Q: Is it true that vitamin E can slow the advance of Alzheimer’s disease?
A: A recent study has associated high daily doses of vitamin E with significantly slower progression of Alzheimer’s disease (AD), although the findings do not suggest that the vitamin is a cure. The research, which was published in the Dec. 31, 2013 issue of the Journal of the American Medical Association, involved 600 patients at VA medical centers who had been diagnosed with mild to moderate AD. The participants were divided into four groups, one of which received 2,000 international units of alpha tocopherol, a form of vitamin E. Other participants received vitamin E plus the AD drug memantine, memantine alone, or an inactive placebo. After a little more than two years, the participants who took large doses of vitamin E experienced a 19 percent reduction in their annual rate of decline compared to placebo, with no unwanted side effects—the equivalent of a delay of more than six months in disease progression. Participants who received other treatments experienced no significant benefits, the study found.
The findings suggest that vitamin E might be a helpful treatment for people with AD, and warrant further research. However, I don’t advise vitamin E supplementation for AD without the supervision of a medical professional, since large doses of vitamin E might interact with other medications, including blood thinners and cholesterol medications.
Q: My blood pressure levels swing wildly despite my medications. Could my high blood pressure levels lead to a stroke?
A: Some blood pressure variability is normal, but dramatic fluctuations that continue for weeks or months should be professionally assessed and treated, as they may increase risk for mini-stroke, ischemic stroke, and negative effects on brain function. Your doctor will first verify your blood pressure measurements. If these are accurate, 24-hour ambulatory monitoring will likely be recommended o determine the pattern of blood pressure variability and possible causes. Your doctor may suggest changing medications (calcium channel blockers, for example, appear to help smooth out the highs and lows of blood pressure variability), or spreading out dosages over the course of the day. A thorough medical assessment should also aim at ruling out health problems such as obstructive sleep apnea, kidney disease, or tumors of the adrenal gland, all of which may be associated with blood pressure variability.
Q: I have been having trouble with insomnia, and my doctor suggests that I consider forgoing my nightly cocktail hour. Isn’t it true that a few drinks can help improve sleep?

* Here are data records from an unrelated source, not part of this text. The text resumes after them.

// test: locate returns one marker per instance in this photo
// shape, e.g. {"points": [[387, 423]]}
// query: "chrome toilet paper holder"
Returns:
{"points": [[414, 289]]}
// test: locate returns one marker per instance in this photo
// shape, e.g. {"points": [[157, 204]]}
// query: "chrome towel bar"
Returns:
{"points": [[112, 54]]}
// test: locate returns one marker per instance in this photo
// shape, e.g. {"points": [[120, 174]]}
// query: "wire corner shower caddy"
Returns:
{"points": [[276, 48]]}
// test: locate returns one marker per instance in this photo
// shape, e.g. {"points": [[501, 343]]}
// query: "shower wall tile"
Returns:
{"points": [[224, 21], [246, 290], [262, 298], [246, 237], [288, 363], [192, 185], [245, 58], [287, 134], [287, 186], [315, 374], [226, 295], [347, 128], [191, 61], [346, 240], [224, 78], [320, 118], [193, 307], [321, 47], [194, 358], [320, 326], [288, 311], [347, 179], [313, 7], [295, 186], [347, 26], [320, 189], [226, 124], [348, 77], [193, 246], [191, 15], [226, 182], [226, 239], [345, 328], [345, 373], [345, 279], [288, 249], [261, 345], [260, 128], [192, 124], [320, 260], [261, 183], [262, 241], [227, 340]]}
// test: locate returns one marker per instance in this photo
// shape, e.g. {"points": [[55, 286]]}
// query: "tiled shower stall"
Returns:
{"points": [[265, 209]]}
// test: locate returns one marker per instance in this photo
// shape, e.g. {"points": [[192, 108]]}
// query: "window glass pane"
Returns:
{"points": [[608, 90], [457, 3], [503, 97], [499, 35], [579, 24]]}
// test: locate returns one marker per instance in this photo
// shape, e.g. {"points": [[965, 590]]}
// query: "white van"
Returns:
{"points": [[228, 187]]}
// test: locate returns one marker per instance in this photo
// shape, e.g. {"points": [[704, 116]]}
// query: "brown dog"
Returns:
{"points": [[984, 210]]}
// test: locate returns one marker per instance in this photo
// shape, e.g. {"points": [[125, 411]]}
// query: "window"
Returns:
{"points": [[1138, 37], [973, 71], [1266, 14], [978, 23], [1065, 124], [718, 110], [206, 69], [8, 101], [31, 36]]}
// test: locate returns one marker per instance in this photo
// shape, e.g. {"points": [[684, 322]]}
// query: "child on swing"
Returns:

A: While initially alcohol consumption may be associated with feelings of relaxation and drowsiness, and perhaps help individuals fall asleep more quickly, research suggests that later on in the night it disrupts sleep, and the more alcohol consumed, the greater the disruption. According to a review of 27 studies on sleep and alcohol published in the April 2013 issue of Alcholism: Clinical & Experimental Research, alcohol consumption can interfere with the restorative rapid eye movement (REM) stage of sleep stage that begins about an hour and a half after an individual falls asleep, and lead to poorer sleep quality and periods of wakefulness. The depressive effects of alcohol may also cause or exacerbate sleep disorders such as sleep apnea, in which the individual experiences brief halts in breathing that can interrupt sleep. The effects of alcohol on sleep quality may also show up the following day with symptoms such as drowsiness, poor concentration, and memory problems.